脚本:フジノサツコ×演出:森新太郎による新たなギリシャ悲劇に井上芳雄、南沢奈央、三浦宏規ら魅力あふれる俳優陣が挑む」
脚本:フジノサツコ×演出:森新太郎による新たなギリシャ悲劇に井上芳雄、南沢奈央、三浦宏規ら魅力あふれる俳優陣が挑む」
ポトラッチと言えば、ギリシャ悲劇はその元祖の一つである。
結論から言うと、この試みは成功していると思う。
というのは、2作を繋げることによって、「アルゴナウティカ」では英雄として大活躍し、数々の試練を経てめでたくメディアと結婚したイアソンが、「メディア」になると妻子を裏切るトンデモない悪者に豹変するというコントラストが際立つだけでなく、当のイアソンは、「自分に都合よく他人を利用する」という行動哲学を終始一貫して保持していたことが判明するからである。
この構成によって、「あの英雄は、実は元から卑劣漢だったのだ!」というメディア(及び観客)のショックが極大化されるわけである(もっとも、「元から卑劣な人間だったことが年を経て判明する」という現象は、離婚事件などではよく見かけることである。)。
それにしても、役者さんたちの声が素晴らしい。
これは当然で、イアソン役の井上さんは言わずと知れたミュージカル・スター(東京芸大声楽科卒)だし、メディア役の南沢さん、子どもたち役のお三方も、やはり皆さん声優としても通用しそうである。
演出の森新太郎さんは、徹底的に「音」にこだわる方のようで、キャスティングもまず「声」ありきだったのではないかと推測する。
前半の「アルゴナウティカ」は、古代ギリシャ都市:イオルコスの英雄イアソンが、黒海最果ての未知の地コルキスから金羊毛皮を取り戻そうとする冒険譚である。
芝居の大きなポイントは、イアソンが功績を挙げるに際しては、彼と結ばれることになるメディアの貢献が不可欠だったというところである。
とりわけ、メディアが故郷を出奔してアルゴー船に乗り込む際、実の弟:アプシュルトスを殺して八つ裂きにした死体をバラまいて追跡者がその裂片を集めている間に時間を稼いで逃げ延びたというエピソードが強調される。
これは言うまでもなくポトラッチとしての殺人(弟殺し)であり、後半の「メディア」にもつながる重要なくだりである。

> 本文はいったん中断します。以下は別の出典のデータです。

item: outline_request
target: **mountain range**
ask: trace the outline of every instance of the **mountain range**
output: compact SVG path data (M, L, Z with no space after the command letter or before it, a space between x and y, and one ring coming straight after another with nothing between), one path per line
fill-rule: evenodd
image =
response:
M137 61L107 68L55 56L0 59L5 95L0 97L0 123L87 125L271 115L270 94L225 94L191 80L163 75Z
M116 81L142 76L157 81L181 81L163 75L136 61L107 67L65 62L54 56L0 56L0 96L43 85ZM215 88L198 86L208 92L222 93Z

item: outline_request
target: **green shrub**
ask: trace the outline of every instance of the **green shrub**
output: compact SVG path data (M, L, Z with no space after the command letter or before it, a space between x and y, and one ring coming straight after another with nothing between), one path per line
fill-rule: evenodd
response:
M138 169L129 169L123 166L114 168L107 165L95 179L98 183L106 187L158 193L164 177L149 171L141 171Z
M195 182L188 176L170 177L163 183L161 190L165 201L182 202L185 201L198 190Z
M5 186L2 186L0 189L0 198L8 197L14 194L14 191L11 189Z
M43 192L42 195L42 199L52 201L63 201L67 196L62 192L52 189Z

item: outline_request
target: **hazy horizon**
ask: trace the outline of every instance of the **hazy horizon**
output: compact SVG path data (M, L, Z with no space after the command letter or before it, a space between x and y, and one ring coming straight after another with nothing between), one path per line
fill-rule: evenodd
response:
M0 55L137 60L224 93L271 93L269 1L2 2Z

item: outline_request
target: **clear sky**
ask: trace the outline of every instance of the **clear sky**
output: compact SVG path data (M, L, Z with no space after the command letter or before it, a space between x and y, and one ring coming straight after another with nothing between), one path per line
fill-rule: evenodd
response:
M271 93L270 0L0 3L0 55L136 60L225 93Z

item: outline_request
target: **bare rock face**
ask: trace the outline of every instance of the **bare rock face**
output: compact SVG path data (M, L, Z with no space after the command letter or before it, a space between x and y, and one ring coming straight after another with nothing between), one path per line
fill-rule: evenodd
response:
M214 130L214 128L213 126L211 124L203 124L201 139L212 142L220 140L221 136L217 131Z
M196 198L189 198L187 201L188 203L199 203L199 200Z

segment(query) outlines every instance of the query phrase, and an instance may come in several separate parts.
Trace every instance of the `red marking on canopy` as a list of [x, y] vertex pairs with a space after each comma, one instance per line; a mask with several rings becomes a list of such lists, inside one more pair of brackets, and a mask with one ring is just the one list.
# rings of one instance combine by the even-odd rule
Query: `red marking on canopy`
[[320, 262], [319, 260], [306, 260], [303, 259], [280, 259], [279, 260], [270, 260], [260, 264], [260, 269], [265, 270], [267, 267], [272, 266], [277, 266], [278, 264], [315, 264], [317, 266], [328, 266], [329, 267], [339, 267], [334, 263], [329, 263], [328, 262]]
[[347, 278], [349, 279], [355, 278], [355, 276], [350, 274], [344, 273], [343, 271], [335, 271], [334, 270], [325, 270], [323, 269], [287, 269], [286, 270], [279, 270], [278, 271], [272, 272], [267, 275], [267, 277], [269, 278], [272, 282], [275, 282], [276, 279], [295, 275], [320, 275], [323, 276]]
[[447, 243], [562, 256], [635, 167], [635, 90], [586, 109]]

この「アルゴナウティカ」を法的・政治的観点から表現すると、
「都市中心から政治的階層の息子(=英雄)が領域に降りていき、そこで娘と結ばれ、政治的中心からも領域の組織からも独立の<二重分節>体を実現する」(「デモクラシーの古典的基礎」p329)
ということになる。
かくしてデモクラシーが達成されるのだが、そこに落とし穴があった。
これを指摘したのが、エウリピデスだった。